- O Deus que já não honramos mais.
- Por que Deus nos protegeria?
Enquanto Paulo começa em Romanos 2.17 falando diretamente aos judeus, lembre-se de que, hoje em dia, eles representam um povo com a Bíblia. Será que, no nosso caso, que temos a Bíblia em nossas estantes, nós que contamos com a igreja no nosso meio, nós que temos uma cultura gerada pela Reforma, temos o bastante para a salvação?
Se, porém, tu que tens por sobrenome judeu, repousas na lei e te glorias em Deus. (2.17)
"Repousas na lei" deve nos lembrar do que acabamos de ler emSofonias 3.11. Paulo está falando ao povo que se tornou soberbo em razão de o "santo monte" (Sf 3.11) encontrar-se bem no meio deles. E eles "repousam" neste fato.
... que conheces a sua vontade... (2.18a)
Mas o que os judeus tem? Eles têm a Bíblia. Como dirá Paulo mais tarde, "Qual é, pois, a vantagem do judeu? Ou qual a utilidade da circuncisão? Muita, sob todos os aspectos. Principalmente porque aos judeus foram confiados os oráculos de Deus" (3.1-2). A principal vantagem que os judeus tiveram em relação a todas as demais pessoas era que eles tinham a Bíblia. Eles conheciam a vontade de Deus (2.18). Eles confiavam nisto (2.17). Contudo, havia aí um problema muito sério: ter esta bênção tão especial os tornou soberbos. E aí é precisamente que muitas pessoas se encontram hoje. Repare em todas aquelas catedrais da Europa. As pessoas ouvem os sinos da catedral. Não basta? Elas têm suas crianças batizadas, crismadas, confirmadas. Elas realizam seus casamentos na igreja. Não basta?
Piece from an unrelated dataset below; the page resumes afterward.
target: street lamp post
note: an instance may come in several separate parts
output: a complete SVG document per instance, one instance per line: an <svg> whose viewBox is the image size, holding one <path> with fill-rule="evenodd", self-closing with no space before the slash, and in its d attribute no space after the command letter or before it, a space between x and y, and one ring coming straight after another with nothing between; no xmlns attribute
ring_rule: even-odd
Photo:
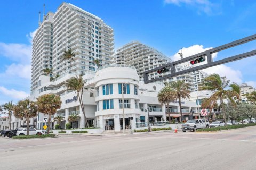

E a mesma mentalidade é encontrada nos Estados Unidos. Temos uma das maiores porcentagens de pessoas freqüentadoras de igrejas de todos os tempos - maior até do que nos tempos em que as pessoas realmente acreditavam em alguma coisa! Ainda assim, Deus está dizendo aos judeus lá do primeiro século, mas igualmente a muitas pessoas do nosso próprio tempo, que toda essa herança judaica (ou cristã) não representa mais do que um grão de areia. Tudo isso só condena você ainda mais!
Se, porém, tu que tens por sobrenome judeu, repousas na lei e te glorias em Deus; que conheces a sua vontade, e aprovas as coisas excelentes, sendo instruído na lei; que estás persuadido de que és guia dos cegos, luz dos que se encontram em trevas, instrutor de ignorantes, mestre de crianças, tendo na lei a forma da sabedoria e da verdade; tu, pois, que ensinas a ou trem, não te ensinas a ti mesmo? Tu, que pregas que não se deve furtar, furtas? Dizes que não se deve cometer adultério, e o cometes? Abominas os ídolos, e lhes roubas os templos? Tu, que te glorias na lei, desonras a Deus pela transgressão da lei? Pois, como está escrito, o nome de Deus é blasfemado entre os gentios por vossa causa. (2.17-24)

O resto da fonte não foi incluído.